Письмо за письмом я выбрасываю в корзину для мусора, вскоре там оказывается вся почта. Хельга ходит за мной по кухне, и я насыпаю ей корм. Когда-то, входя в дом, я пыталась ее гладить, но псина пятилась от моих рук и несколько раз даже намеревалась укусить. Так что теперь общаемся мы с Хельгой всего дважды в день и сугубо по делу. Она позволяет мне кормить ее, когда я возвращаюсь с работы, и выгуливать перед сном. Имея обнесенный забором двор, скажете вы, мы могли бы запросто выпускать ее через заднюю дверь — пусть справляет нужду и возвращается. Но эта маленькая собачья принцесса отказывается делать свои дела и только царапает дверь, если оказывается во дворе одна. Она требует ошейника, более того, ошейника, к которому прицеплен поводок.

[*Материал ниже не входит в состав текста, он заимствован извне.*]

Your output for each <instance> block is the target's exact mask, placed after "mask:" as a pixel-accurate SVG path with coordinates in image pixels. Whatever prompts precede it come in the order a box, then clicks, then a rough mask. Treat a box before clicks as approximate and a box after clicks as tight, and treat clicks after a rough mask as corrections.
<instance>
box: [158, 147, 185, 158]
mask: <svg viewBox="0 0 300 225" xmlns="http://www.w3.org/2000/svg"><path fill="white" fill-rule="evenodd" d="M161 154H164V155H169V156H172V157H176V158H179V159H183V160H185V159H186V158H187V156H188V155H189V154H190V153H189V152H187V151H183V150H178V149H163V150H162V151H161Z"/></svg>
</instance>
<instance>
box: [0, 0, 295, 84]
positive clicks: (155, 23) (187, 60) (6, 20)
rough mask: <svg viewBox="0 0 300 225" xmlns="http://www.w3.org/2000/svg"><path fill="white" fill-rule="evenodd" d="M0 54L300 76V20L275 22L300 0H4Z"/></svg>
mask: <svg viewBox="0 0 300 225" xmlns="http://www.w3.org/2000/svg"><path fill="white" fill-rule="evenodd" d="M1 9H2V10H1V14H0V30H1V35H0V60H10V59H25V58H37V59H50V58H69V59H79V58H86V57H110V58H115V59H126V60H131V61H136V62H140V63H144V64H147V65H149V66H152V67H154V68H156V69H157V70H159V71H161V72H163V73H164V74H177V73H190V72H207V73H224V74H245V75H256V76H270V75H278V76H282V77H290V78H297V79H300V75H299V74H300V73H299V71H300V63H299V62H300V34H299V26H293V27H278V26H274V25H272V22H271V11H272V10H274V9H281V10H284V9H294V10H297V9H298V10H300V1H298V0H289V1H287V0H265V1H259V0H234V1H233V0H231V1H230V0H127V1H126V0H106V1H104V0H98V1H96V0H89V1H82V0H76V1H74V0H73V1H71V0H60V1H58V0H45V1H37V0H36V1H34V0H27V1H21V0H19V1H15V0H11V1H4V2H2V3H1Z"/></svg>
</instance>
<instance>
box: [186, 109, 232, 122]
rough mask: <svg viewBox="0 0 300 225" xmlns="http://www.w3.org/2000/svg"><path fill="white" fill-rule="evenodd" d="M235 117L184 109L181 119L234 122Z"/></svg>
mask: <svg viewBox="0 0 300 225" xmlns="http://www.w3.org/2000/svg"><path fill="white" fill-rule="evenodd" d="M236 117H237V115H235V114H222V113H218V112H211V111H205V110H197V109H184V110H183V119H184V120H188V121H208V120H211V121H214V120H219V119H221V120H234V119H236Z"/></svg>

Джим, Джоди и я — мы все вместе выбрали Хельгу из помета еще новорожденным щенком, но не могли взять ее домой, пока щеночку не исполнилось восемь недель. Когда срок подошел, я была в командировке в Мичигане с одним из наших торговых представителей, так что Джим и Джоди забрали ее сами. Почти неделю до моего возвращения она провела в доме с ними двумя, так что с моим приездом ей вполне могло придти в голову, что я враг, вторгшийся в ее владения. Я размечталась, как мило будет приехать домой и застать там щеночка, но стоило мне появиться на пороге, Хельга решительно определила меня как «чужую женщину», которая претендует на ее мужчину, Маленькая сучка, она не переставала лаять и скалиться в мою сторону. Когда вечером я стала укладываться с Джимом в нашу супружескую постель, она даже клацнула зубами. Прошло три года, но даже сейчас эта собака то и дело посматривает на меня взглядом, словно говорящим: «Ты все еще здесь?» С Джимом, конечно же, она мила и добра; иногда, когда Хельга лежит рядом с ним на диване и хозяин гладит ее, могу поклясться, псина злорадно следит за мной — смотрит на побежденную слабачку, в то время как она-то заполучила мужчину. Когда Джим и Джоди только принесли щенка, решено было назвать этот пушистый комочек Милли, но чем настойчивее собака игнорировала меня, чем чаще щелкала зубами в мою сторону, тем сильнее во мне крепло желание дать ей кличку, которая мне не нравится. Я сузила круг несимпатичных мне имен до Милдред и Хельги, окончательно определившись с тем, что Хельга мне более неприятна, и с той поры упорно называла собаку Хельгой. Семья, привыкнув, присоединилась ко мне.